A Super Hornet  launches from the flight deck of the aircraft carrier USS Nimitz in the Arabian Gulf, Saturday, July 29, 2017.

A Super Hornet launches from the flight deck of the aircraft carrier USS Nimitz in the Arabian Gulf, Saturday, July 29, 2017. (Weston Mohr/U.S. Navy photo)

The USS Nimitz officially joined the fight against the Islamic State Monday when it launched its first round of strikes against targets from the Arabian Gulf.

The strikes were conducted by aircraft assigned to the strike group’s Carrier Air Wing 11, a Navy statement said. An F/A-18E Super Hornet assigned to Strike Fighter Squadron 147, known as the Argonauts, was the first aircraft launched for the operations.

The air wing will be at the “tip of the spear” during the anti-ISIS operations, said Rear Adm. Bill Byrne, the strike group’s commander.

“For the Nimitz Strike Group, today is game day,” he said in the statement. “When you hear the roar of the jets today it is for real; it’s game on. Our pilots and aircrew are demonstrating our continued commitment to this region and all of our partner nations.”

The USS Nimitz, one of four strike groups assigned to the Navy’s 3rd Fleet, is replacing the USS George H.W. Bush Strike Group, which conducted strikes against ISIS targets before the Nimitz’s arrival.

Naval forces in the 5th Fleet’s area of operations have been involved in a nearly three-year air campaign against ISIS as part of Operation Inherent Resolve.

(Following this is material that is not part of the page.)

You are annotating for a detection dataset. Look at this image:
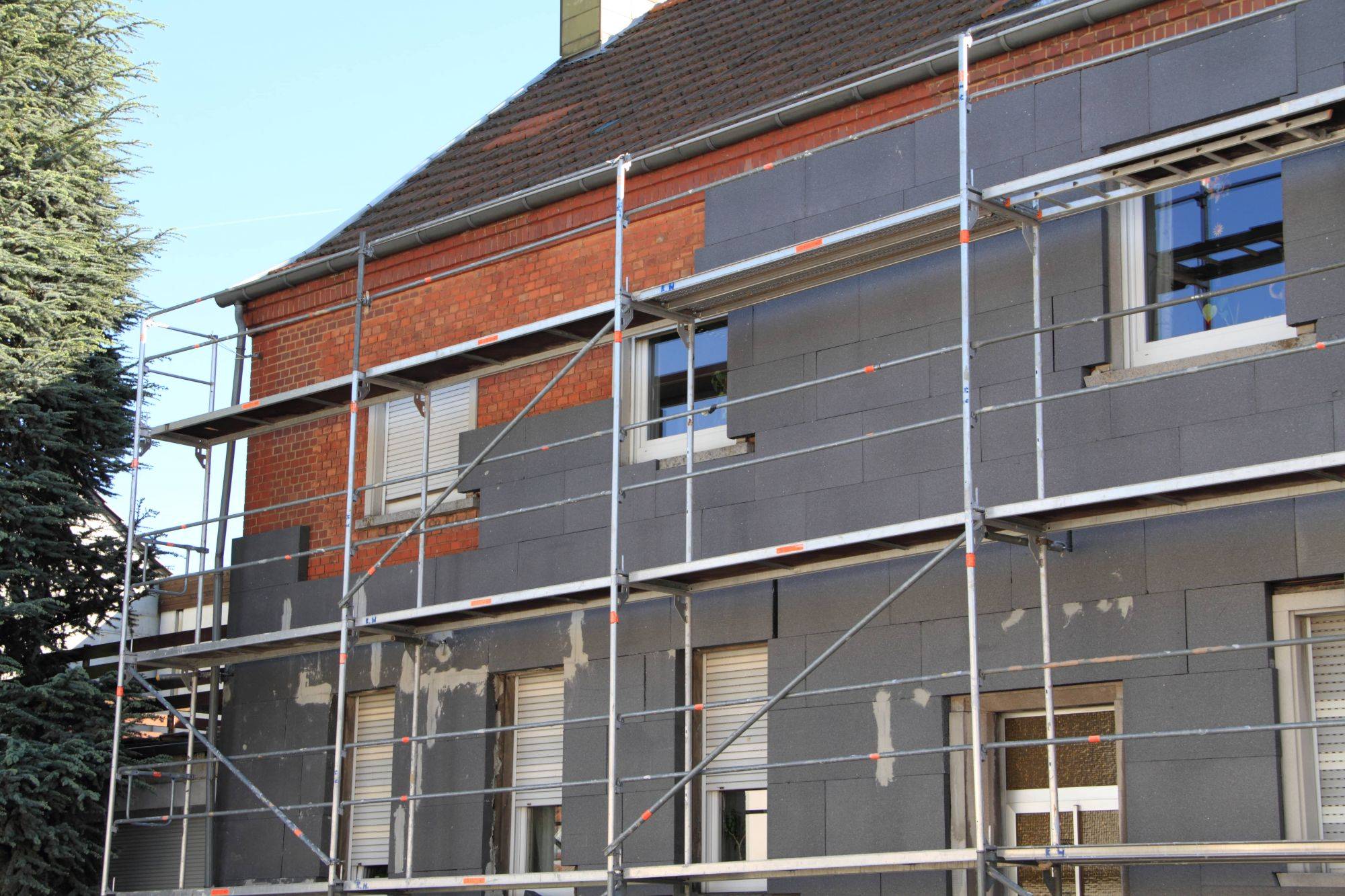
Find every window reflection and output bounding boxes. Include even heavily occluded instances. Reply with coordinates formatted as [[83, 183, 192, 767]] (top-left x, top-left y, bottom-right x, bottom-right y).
[[1145, 161, 1284, 340]]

Naval forces in the region began that campaign in August 2014, when the Bush launched airstrikes against ISIS targets in Iraq.

The Nimitz arrived in the area about a week and a half ago after participating in Malabar 2017, a joint exercise with Indian and Japanese naval forces that focused on anti-submarine warfare.

Operation Inherent Resolve and Malabar 2017 are among a number of prominent exercises and operations the 3rd Fleet has participated in since the 3rd Fleet Forward initiative began last year. Spearheaded by Pacific Fleet Commander Adm. Scott Swift, the initiative gives the fleet more autonomy when operating outside its operations area.

In addition to anti-ISIS missions, the Nimitz carrier group will conduct “maritime security operations to preserve freedom of navigation,” the Navy statement said.

The group arrives in the region at a time of heighted tensions with Iran, whose Revolutionary Guard said the Nimitz fired a warning shot Friday in an “unprofessional” confrontation with Iranian vessels, the official IRNA news agency reported. The Navy said flares were fired after Iranian vessels were spotted approaching the Nimitz and an accompanying ship at a high rate of speed.

Days earlier, the USS Thunderbolt fired warning shots at an Iranian military vessel that approached the U.S. patrol ship at a high rate of speed, a Navy statement said.

The Nimitz, homeported at Bremerton, Washington, has been deployed since early June.